France 24, 09/11/2015

Burundi : "Pierre Nkurunziza s’enfonce dans une logique paranoïaque"

Le Conseil de sécurité de l’ONU se réunit lundi pour examiner la situation au Burundi, où près de 200 personnes sont mortes depuis fin avril. Pour Thierry Vircoulon, de l'International Crisis Group, cette crise pourrait s'enliser. Entretien.

Le Conseil de sécurité de l'ONU tient lundi 9 novembre une réunion d’urgence sur l’escalade des tensions au Burundi, où au moins 200 personnes sont mortes depuis le début de la crise fin avril. Certains membres du gouvernement burundais ont usé ces derniers jours dans leurs discours de termes à forte connotations ethniques faisant craindre une nouvelle guerre civile dans ce pays déchiré par un premier conflit qui a fait 300 000 morts entre 1993 et 2006.

Dans une virulente charge publique, le président rwandais Paul Kagamé a estimé que la situation au Burundi "rappelle un peu celle qui a prévalu" au Rwanda en 1994 lors du génocide. Des propos dénoncés par les autorités burundaises qui ont assuré qu'il n'y aurait ni "guerre" ni "génocide" au Burundi.
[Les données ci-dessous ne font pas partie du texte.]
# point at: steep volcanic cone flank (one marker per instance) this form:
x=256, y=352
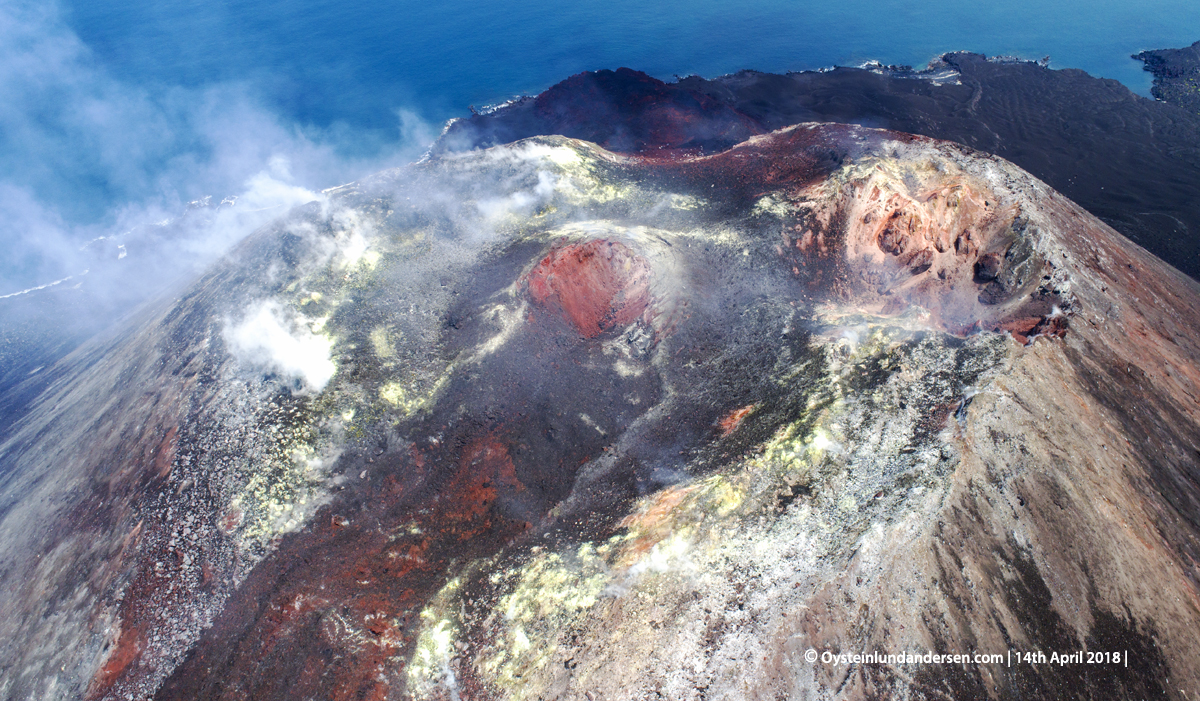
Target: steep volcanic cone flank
x=667, y=419
x=623, y=111
x=597, y=285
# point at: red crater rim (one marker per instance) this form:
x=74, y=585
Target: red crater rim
x=597, y=285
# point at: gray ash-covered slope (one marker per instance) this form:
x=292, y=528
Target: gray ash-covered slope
x=1176, y=76
x=546, y=421
x=1131, y=161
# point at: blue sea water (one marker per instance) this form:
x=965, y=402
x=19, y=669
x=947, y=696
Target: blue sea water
x=117, y=112
x=324, y=61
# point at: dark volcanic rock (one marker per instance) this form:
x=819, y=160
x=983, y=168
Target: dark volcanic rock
x=547, y=421
x=1176, y=76
x=1131, y=161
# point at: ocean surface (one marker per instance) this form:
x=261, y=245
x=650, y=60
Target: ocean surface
x=118, y=113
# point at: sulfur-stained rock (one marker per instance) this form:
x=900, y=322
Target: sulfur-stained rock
x=546, y=421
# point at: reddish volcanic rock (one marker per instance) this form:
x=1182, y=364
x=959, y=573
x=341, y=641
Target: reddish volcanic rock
x=597, y=285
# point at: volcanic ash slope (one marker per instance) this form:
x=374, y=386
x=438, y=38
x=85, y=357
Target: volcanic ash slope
x=543, y=421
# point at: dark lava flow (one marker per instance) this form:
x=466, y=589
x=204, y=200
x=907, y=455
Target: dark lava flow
x=1131, y=161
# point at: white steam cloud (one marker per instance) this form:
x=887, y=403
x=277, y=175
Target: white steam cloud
x=271, y=339
x=89, y=157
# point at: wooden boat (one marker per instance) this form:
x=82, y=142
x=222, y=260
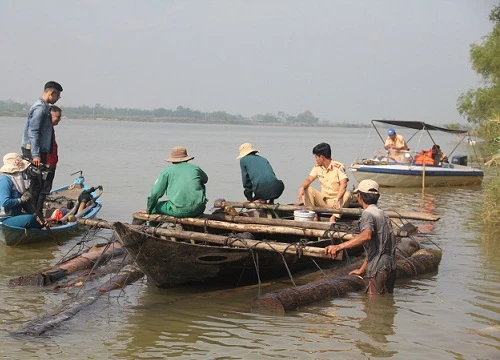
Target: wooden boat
x=12, y=233
x=230, y=247
x=402, y=169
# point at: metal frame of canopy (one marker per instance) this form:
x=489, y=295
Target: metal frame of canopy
x=421, y=126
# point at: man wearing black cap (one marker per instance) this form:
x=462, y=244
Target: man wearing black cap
x=378, y=240
x=37, y=142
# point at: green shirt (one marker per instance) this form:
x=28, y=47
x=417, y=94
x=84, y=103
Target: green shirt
x=259, y=180
x=184, y=186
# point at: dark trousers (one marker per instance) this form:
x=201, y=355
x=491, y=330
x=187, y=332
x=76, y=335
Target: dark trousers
x=40, y=182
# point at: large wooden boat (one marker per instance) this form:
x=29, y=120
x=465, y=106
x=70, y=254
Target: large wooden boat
x=400, y=169
x=230, y=247
x=18, y=230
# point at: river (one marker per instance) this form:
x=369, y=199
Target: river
x=451, y=314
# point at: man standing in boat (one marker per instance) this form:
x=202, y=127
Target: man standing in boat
x=333, y=179
x=378, y=240
x=38, y=141
x=259, y=181
x=183, y=184
x=396, y=145
x=395, y=141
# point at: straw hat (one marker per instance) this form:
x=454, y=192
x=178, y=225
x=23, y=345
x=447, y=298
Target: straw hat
x=246, y=149
x=179, y=154
x=13, y=162
x=368, y=187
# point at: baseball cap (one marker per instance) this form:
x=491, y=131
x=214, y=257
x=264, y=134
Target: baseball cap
x=368, y=187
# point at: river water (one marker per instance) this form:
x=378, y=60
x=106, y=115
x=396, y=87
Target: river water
x=451, y=314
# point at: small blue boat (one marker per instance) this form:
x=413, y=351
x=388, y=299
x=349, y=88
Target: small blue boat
x=19, y=230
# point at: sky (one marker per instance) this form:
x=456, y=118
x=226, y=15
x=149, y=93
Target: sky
x=346, y=61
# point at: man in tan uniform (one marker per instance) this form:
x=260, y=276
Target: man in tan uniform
x=333, y=179
x=396, y=145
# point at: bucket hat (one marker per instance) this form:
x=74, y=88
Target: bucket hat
x=246, y=149
x=13, y=162
x=179, y=154
x=368, y=187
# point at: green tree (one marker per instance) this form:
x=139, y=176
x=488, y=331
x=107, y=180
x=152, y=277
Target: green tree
x=478, y=105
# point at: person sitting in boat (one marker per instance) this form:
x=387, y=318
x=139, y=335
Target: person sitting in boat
x=396, y=145
x=183, y=184
x=259, y=181
x=333, y=179
x=437, y=155
x=14, y=195
x=378, y=240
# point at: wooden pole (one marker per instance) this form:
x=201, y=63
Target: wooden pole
x=268, y=245
x=347, y=211
x=273, y=227
x=37, y=327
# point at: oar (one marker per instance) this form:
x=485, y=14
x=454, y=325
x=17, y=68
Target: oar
x=347, y=211
x=284, y=248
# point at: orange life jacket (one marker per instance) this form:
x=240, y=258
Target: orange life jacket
x=424, y=156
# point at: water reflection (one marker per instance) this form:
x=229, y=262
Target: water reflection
x=378, y=324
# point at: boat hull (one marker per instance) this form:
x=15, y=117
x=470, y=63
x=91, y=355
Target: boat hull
x=416, y=176
x=168, y=262
x=17, y=235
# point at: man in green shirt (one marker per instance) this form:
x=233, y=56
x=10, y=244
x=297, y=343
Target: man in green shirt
x=184, y=186
x=259, y=181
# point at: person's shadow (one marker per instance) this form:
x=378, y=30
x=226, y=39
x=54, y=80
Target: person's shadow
x=378, y=325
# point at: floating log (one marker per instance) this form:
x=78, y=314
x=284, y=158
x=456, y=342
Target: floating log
x=422, y=261
x=127, y=275
x=344, y=211
x=277, y=226
x=98, y=254
x=231, y=241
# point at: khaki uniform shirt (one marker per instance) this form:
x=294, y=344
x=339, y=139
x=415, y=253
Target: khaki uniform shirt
x=329, y=177
x=398, y=142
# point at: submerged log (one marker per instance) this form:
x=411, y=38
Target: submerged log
x=230, y=241
x=127, y=275
x=345, y=211
x=97, y=255
x=422, y=261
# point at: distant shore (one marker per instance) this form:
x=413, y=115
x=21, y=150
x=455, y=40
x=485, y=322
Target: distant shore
x=195, y=121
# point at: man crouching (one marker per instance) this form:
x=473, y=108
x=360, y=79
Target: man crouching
x=378, y=240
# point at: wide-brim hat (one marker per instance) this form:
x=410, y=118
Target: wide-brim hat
x=179, y=154
x=13, y=162
x=368, y=187
x=246, y=149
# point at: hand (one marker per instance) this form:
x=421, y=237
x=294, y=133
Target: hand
x=357, y=272
x=336, y=203
x=25, y=197
x=300, y=194
x=332, y=250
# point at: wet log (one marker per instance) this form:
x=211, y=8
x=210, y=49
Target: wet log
x=37, y=327
x=224, y=219
x=277, y=303
x=277, y=227
x=344, y=211
x=230, y=241
x=95, y=256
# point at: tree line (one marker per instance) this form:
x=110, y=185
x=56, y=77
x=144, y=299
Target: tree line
x=305, y=118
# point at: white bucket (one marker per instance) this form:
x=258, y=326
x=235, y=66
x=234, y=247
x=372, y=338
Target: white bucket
x=303, y=215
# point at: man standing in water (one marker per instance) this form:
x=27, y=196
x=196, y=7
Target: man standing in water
x=38, y=140
x=378, y=240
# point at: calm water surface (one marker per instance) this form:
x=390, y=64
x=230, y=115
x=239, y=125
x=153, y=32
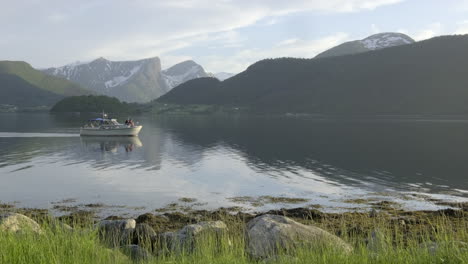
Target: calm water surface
x=43, y=161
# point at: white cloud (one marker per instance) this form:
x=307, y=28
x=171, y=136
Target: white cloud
x=121, y=29
x=375, y=29
x=432, y=30
x=300, y=48
x=462, y=28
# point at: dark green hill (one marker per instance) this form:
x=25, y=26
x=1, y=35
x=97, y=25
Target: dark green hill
x=428, y=77
x=41, y=80
x=18, y=92
x=93, y=104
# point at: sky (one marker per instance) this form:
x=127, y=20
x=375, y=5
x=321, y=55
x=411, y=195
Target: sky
x=220, y=35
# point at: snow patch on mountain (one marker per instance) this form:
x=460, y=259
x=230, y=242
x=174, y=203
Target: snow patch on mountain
x=223, y=75
x=118, y=80
x=193, y=71
x=385, y=40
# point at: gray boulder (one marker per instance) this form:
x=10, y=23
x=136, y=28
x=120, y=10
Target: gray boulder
x=434, y=247
x=269, y=234
x=13, y=222
x=186, y=238
x=136, y=252
x=113, y=232
x=142, y=235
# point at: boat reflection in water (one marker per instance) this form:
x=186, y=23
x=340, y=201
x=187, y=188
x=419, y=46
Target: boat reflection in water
x=111, y=144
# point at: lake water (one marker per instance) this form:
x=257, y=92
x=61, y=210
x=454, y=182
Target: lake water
x=44, y=162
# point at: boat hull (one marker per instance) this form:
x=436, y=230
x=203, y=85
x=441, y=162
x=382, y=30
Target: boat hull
x=116, y=132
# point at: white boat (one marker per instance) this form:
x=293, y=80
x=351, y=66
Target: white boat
x=108, y=127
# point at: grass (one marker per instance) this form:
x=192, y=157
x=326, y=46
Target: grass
x=382, y=239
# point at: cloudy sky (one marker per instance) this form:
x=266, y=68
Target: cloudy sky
x=221, y=35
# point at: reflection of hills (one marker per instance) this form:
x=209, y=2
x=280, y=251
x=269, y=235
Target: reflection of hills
x=15, y=151
x=408, y=150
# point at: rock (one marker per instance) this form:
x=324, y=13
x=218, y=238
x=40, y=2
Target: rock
x=116, y=232
x=433, y=247
x=136, y=253
x=142, y=235
x=57, y=226
x=376, y=242
x=13, y=222
x=186, y=238
x=117, y=224
x=373, y=213
x=195, y=229
x=268, y=234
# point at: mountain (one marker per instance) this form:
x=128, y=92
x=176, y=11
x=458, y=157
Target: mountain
x=374, y=42
x=130, y=81
x=127, y=80
x=23, y=86
x=93, y=104
x=427, y=77
x=182, y=72
x=222, y=75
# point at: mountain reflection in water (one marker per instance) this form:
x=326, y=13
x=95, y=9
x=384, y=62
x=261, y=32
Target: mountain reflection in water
x=214, y=158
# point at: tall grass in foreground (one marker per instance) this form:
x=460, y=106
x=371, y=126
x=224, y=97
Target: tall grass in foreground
x=379, y=241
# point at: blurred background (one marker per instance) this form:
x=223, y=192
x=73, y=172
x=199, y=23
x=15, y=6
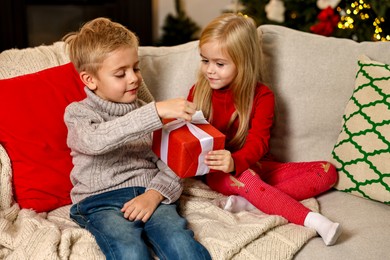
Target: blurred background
x=28, y=23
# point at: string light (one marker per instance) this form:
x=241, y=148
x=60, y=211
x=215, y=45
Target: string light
x=360, y=9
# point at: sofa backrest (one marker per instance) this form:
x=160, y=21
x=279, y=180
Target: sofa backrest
x=312, y=76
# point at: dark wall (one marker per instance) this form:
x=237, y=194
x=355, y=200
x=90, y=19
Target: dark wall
x=28, y=23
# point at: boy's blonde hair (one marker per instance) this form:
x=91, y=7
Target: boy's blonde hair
x=95, y=40
x=238, y=37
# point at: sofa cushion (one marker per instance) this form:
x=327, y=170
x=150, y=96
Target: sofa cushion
x=169, y=72
x=33, y=133
x=362, y=152
x=313, y=78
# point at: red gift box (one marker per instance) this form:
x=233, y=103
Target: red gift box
x=183, y=145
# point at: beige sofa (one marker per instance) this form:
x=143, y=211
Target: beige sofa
x=313, y=78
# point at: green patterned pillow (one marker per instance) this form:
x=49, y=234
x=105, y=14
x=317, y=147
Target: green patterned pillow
x=362, y=152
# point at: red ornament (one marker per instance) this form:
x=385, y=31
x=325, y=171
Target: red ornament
x=328, y=21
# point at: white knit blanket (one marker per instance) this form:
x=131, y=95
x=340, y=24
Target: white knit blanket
x=25, y=234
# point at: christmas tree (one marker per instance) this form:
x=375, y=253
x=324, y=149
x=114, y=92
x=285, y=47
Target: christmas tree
x=361, y=20
x=178, y=29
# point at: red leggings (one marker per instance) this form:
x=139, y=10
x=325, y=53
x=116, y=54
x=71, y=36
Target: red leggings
x=276, y=188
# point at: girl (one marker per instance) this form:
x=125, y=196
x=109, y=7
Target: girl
x=232, y=99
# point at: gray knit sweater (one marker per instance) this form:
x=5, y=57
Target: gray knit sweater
x=111, y=148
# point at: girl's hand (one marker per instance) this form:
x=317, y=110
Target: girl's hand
x=142, y=206
x=176, y=108
x=220, y=160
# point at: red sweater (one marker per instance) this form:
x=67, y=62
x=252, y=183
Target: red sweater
x=256, y=145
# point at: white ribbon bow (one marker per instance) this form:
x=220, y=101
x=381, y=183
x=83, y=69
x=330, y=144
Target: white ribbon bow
x=206, y=140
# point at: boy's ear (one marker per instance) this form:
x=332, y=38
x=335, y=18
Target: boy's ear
x=88, y=80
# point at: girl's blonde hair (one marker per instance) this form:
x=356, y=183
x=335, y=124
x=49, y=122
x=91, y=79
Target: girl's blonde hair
x=95, y=40
x=238, y=37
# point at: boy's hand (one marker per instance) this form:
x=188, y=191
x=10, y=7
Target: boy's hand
x=142, y=206
x=176, y=108
x=220, y=160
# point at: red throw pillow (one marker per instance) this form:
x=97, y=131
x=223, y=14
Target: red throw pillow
x=33, y=132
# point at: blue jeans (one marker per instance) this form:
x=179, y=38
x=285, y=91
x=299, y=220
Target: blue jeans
x=165, y=232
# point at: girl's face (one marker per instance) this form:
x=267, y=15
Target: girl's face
x=217, y=66
x=119, y=77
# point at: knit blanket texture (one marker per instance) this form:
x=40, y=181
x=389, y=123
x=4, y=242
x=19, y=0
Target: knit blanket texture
x=25, y=234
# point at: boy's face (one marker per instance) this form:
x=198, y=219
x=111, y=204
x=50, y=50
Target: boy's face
x=119, y=77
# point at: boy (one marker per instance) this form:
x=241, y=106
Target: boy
x=122, y=193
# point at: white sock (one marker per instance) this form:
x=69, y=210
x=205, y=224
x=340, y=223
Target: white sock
x=237, y=203
x=328, y=230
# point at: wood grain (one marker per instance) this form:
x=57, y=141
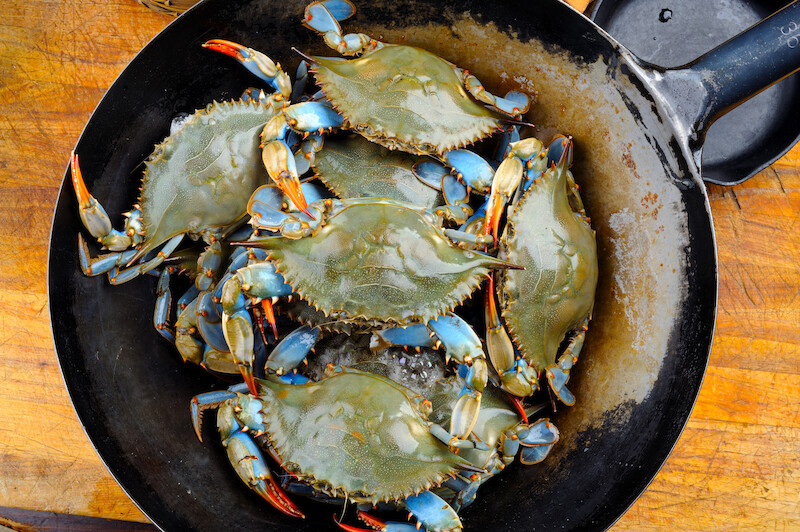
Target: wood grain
x=735, y=467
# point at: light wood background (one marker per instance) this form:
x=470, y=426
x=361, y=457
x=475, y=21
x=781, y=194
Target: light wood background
x=735, y=467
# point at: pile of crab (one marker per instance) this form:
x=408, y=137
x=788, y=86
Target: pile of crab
x=339, y=242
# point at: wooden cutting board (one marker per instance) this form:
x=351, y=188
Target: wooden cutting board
x=736, y=465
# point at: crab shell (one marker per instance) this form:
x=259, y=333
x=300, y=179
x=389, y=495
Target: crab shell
x=555, y=244
x=199, y=179
x=377, y=261
x=352, y=434
x=405, y=98
x=353, y=167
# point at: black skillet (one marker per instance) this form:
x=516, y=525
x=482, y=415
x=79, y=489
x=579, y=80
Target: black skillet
x=672, y=32
x=637, y=153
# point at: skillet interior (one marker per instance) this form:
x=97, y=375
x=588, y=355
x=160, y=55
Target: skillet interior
x=647, y=345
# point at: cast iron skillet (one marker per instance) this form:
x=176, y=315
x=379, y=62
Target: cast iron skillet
x=748, y=139
x=637, y=155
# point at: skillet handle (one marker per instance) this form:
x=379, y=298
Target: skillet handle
x=731, y=73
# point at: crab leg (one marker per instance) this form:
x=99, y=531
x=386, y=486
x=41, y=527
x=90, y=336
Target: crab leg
x=163, y=303
x=558, y=373
x=507, y=178
x=258, y=64
x=431, y=511
x=278, y=158
x=96, y=220
x=260, y=281
x=323, y=18
x=514, y=104
x=516, y=376
x=462, y=344
x=243, y=453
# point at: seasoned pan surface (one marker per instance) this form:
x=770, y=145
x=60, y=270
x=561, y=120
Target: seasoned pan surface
x=648, y=342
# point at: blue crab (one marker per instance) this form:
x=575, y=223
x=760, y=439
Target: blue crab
x=373, y=262
x=401, y=97
x=197, y=181
x=338, y=435
x=551, y=299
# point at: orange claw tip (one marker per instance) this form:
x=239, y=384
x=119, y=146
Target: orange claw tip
x=247, y=375
x=371, y=520
x=350, y=528
x=266, y=304
x=77, y=180
x=519, y=406
x=273, y=494
x=228, y=48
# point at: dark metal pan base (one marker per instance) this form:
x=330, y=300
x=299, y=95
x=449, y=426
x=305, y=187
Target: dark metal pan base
x=671, y=33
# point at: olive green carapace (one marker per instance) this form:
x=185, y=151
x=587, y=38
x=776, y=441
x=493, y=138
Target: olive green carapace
x=405, y=98
x=352, y=167
x=199, y=179
x=355, y=434
x=376, y=260
x=554, y=294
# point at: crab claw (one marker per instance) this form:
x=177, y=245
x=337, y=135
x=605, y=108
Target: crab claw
x=249, y=464
x=377, y=524
x=257, y=63
x=279, y=162
x=506, y=180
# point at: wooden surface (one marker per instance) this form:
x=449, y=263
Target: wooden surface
x=735, y=467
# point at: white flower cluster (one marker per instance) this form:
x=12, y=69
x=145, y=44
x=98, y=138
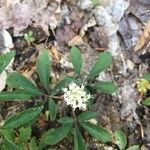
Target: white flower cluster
x=75, y=96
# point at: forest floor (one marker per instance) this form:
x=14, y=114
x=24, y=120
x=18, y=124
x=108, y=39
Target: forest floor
x=121, y=27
C'est la candidature du président Nkurunziza à un troisième mandat, contraire, selon les opposants burundais et Washington, à la Constitution et à l'accord d'Arusha ayant mis fin à la guerre civile, qui a plongé le Burundi dans cette crise politique. Explications avec Thierry Vircoulon, directeur du projet Afrique centrale à l’International Crisis Group.

France 24 : La crise au Burundi n’est-elle que politique ? Y a-t-il également des tensions d’ordre ethnique ?

Thierry Vircoulon : Il n’y a pas de tensions d’ordre ethnique. Par contre le discours de personnes au pouvoir du CNDD-FDD [le parti de Pierre Nkurunziza] est malheureusement parfois à connotation ethnique. Pour l’instant, la population n’est pas tombée dans le piège et c’est une bonne chose. La mayonnaise ethnique n’a pas pris au sein de la population. Toutefois, ces discours très radicaux menacent un peu plus chaque jour le Burundi.

La crise menace-t-elle de devenir régionale ?

Il y a déjà une dimension régionale à cette crise. Près de 200 000 Burundais ont quitté leur pays en huit mois et se trouvent au Rwanda ou en Tanzanie. Il y a aussi le fait que l’opposition a été forcée de s’enfuir vers des pays de la région et s’organise à partir de là. Cela provoque des tensions puisque le gouvernement burundais a d’ailleurs accusé le Rwanda d’aider son opposition.

Reste-t-il un espoir de sortie de crise négociée ?

En principe, il reste toujours un espoir, mais on ne semble pas prendre le chemin d’une sortie de crise. Au contraire, j’ai l’impression que le pouvoir est très obstiné, et que Nkurunziza s’enfonce dans une logique paranoïaque. Je vois mal comment il pourrait en sortir.

Quel peut être le rôle des Nations Unies ?

L’ONU avait envoyé un médiateur lors de la crise électorale mais qui n’avait pas pu renouer le dialogue entre le pouvoir et l’opposition. Il faut désormais que les Nations unies aient un langage très ferme envers le gouvernement burundais et appuient les efforts de médiation venant du président ougandais ou de l’Union africaine.